JAKARTA, (Panjimas.com) – Sidang kedua kasus kriminalisasi terhadap aktivis media sosial Jon Riah Ukur atau Jonru pada hari Senin kemarin (15/1) kembali digelar untuk kedua kalinya di PN Jakarta Timur pada Pukul.10.00 dengan agenda Pembacaan Nota Keberatan (Eksepsi) oleh Penasehat Hukumnya.
Menurut Koordinator Tim Advokasi Muslim (TAM) Jonru, Djuju Purwantoro, SH., MH, menyampaikan bahwa telah menemukan banyak kesalahan formil yang dilanggar oleh Jaksa dalam menyusun Dakwaan, di antaranya yaitu yang pertama adalah penerapan pasal yang saling bertentangan satu sama lain.
“Dakwaan kesatu Jaksa menerapkan ketentuan peraturan khusus yaitu Pasal 28 Ayat (2) jo. Pasal 45A Ayat (2) UU ITE dan Dakwaan Kedua menerapkan Pasal 4 huruf b angka 1 jo. Pasal 16 UU Penghapusan Diskriminasi Ras dan Etnis, tetapi pada Dakwaan Ketiga Jaksa menerapkan Pasal 156 KUHP. Dakwaan Kesatu dan Dakwaan Kedua menggunakan ketentuan khusus, sedangkan Dakwaan kesatu & Dkawaan Kedua tersebut merupakan lex specialis dari Dakwaan Ketiga pasal 156 KUHP,” ujar Djuju Purwantoro.
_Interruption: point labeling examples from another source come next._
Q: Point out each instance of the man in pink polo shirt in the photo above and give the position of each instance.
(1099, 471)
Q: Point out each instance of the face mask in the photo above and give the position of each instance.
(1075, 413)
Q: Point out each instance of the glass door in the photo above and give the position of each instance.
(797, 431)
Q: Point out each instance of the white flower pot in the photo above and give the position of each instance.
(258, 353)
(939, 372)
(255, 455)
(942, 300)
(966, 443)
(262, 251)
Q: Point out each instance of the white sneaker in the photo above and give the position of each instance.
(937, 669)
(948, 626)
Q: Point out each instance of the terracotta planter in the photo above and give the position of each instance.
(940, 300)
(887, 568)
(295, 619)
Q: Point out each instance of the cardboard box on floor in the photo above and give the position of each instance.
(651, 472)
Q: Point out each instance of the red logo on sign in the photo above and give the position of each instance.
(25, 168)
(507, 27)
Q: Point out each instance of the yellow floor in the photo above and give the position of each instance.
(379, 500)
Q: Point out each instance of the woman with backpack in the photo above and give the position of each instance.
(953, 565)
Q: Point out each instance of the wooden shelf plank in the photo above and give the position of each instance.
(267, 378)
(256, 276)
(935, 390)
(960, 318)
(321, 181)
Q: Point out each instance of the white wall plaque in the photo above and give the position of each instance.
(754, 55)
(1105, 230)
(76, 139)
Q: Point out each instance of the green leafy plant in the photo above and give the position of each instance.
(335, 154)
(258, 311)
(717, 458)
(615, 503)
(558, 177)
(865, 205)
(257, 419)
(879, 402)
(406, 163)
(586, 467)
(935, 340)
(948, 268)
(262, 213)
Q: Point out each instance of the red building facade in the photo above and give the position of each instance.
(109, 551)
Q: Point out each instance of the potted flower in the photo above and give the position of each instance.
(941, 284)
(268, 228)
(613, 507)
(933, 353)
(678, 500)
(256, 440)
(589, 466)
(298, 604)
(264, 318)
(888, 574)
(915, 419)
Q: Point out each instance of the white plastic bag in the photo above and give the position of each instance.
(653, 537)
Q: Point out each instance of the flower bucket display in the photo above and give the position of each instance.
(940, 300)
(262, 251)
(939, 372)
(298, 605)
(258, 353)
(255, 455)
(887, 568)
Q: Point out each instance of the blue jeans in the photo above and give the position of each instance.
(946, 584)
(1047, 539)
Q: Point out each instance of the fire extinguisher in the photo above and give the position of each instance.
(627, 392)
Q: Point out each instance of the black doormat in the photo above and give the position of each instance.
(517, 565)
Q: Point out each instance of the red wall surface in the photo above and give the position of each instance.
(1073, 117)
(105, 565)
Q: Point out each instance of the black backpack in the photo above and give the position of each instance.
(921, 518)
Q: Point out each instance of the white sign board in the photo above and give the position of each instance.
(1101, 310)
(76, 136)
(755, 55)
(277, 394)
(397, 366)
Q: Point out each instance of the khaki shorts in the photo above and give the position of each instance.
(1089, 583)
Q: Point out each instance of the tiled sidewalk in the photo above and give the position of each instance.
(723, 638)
Masih menurutnya, bahwa berdasarkan Pasal 63 Ayat (2) telah diatur dan ditentukan jika ada perbuatan yang diatur dalam ketentuan umum dan ketentuan khusus maka ketentuan khusus lah yang digunakan, sebagaimana asas lex specialis derogate lex generalis. Ini salah satu syarat materiil yang harus dipenuhi dalam penyusunan Dakwaan yang cermat, jelas dan lengkap.
Berikutnya adalah Jaksa memanipulasi peristiwa dalam uraian Dakwaannya, di sana tertulis suatu percakapan antara Akbar Faisal dengan Jonru pada acara ILC tentang asal usul orang tua Jokowi, yang kemudian dijadikan suatu tindak pidana oleh Jaksa, tetapi Jaksa tidak menyantumkan locus dellicti pada uraian Dakwaannya.
“Karena sebagaimana kita ketahui ILC dilaksanakan di Hotel Borobudur Jakarta Pusat, tetapi Jaksa tidak memasukan lokasi acara ILC tersebut, maka seharusnya perkara Jonru ini disidangkan di PN Jakarta Pusat jika diskusi program ILC itu dimasukan dalam uraian Dakwaan. Berdasar analisis hukum kami, PN Jakarta Timur tidak memiliki kompetensi untuk memeriksa perkara Jonru terkait kompetensi relatif. Inilah yang kami maksud dengan memanipulasi peristiwa,” tutur Djuju.
Terakhir Tim Penasihat Hukum Jonru berharap dari Eksepsi ini Majelis Hakim mengabulkannya karena memiliki cukup alasan hukum. Serta masih banyak lagi Keberatan yang lainnya yang juga disampaikan dalam Eksepsi sidang itu.[ES]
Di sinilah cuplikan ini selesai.